Munasinghe’s students capitalized on the chance to work with real data. Throughout the semester they trained and tested ML models and analyzed their relative success. Several student research projects generated publication-worthy results that were included in proceedings from the Institute of Electrical and Electronics Engineers (IEEE) International Conferences on Big Data in 2020 and 2021.
Student Ariane Maharaj used images with hand-curated labels created and stored in ImageLabeler as the basis for her project. IMPACT researchers originally sourced the data from NASA’s Global Imagery Browse Service (GIBS) using the Web Map Tile Service (WMTS). Studying the images allowed Maharaj to assess how high-latitude dust in parts of Alaska, Iceland, and Patagonia affects precipitation quantity and frequency. Combining Moderate Resolution Imaging Spectroradiometer (MODIS) images with the data received from IMPACT and NASA Global Precipitation Measurement Mission (GPM) data, modeling outputs from correlation and decision tree analysis indicated a possible negative correlation between dust events and precipitation.
A student group that included Sharmad Joshi, Jessie Ann Owens, and Shlok Shah chose to work with IMPACT’s cloud street satellite image dataset. Cloud streets are distinctive rows of cumulus clouds that form parallel to the local wind direction. To detect cloud streets in the image data, the students tested several deep learning convolutional neural network (CNN) models. Achieving a maximum detection accuracy of over 80%, they concluded that CNNs may be a valuable tool in identifying cloud street formations. Gregory Saini and Hefu (Kevin) Pan studied a similar phenomenon called transverse cirrus band (TCB) clouds that appear at higher altitudes and often indicate turbulent atmospheric conditions. Comparing the performance of CNN models trained with original, unaltered images versus those trained with modified, grayscale images showed that TCB detection accuracy was best when using the original, colored images.
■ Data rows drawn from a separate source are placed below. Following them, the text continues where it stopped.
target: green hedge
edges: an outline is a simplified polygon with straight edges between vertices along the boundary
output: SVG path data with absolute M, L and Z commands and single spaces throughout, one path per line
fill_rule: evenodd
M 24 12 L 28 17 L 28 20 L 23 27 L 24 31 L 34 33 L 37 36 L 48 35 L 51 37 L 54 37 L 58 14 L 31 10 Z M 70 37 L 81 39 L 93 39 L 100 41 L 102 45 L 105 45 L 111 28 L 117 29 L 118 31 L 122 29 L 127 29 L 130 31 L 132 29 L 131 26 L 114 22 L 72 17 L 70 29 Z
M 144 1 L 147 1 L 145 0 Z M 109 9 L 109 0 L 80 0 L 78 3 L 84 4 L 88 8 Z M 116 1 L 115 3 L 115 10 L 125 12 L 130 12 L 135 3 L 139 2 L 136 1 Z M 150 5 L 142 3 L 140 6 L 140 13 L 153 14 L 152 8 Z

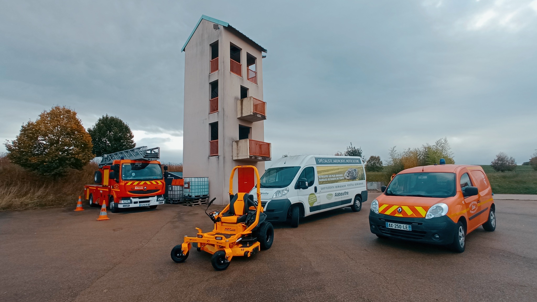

Another student, Brendan Donnelly, opted to use image files provided by IMPACT from NASA Worldview to examine cyclone data. He also implemented CNN models to achieve up to 75% accuracy in determining if true cyclones appeared in the images. Classmate Chau-Lin Charly Huang presented a literature review of advances in using neural network-based object detection to identify smoke in GOES 16 satellite images. His further research will include analyzing images from NASA’s Aqua and Terra satellites.
When asked how students benefited from access to IMPACT data, Munasinghe expressed that using the datasets augmented their learning:
Our RPI Data Analytics course students benefited significantly from using NASA IMPACT datasets during their class projects. Students were able to use datasets that were related to real-world problems. The IMPACT team provided background information on how to use the NASA datasets for students. The guidance and mentorship from the IMPACT team helped our students tremendously to do their class projects effectively. Collaboration with the IMPACT team provided a new pedagogical environment within the classroom for our students to thrive and excel in their studies.
NASA’s ImageLabeler tool can be accessed on the ImageLabeler website.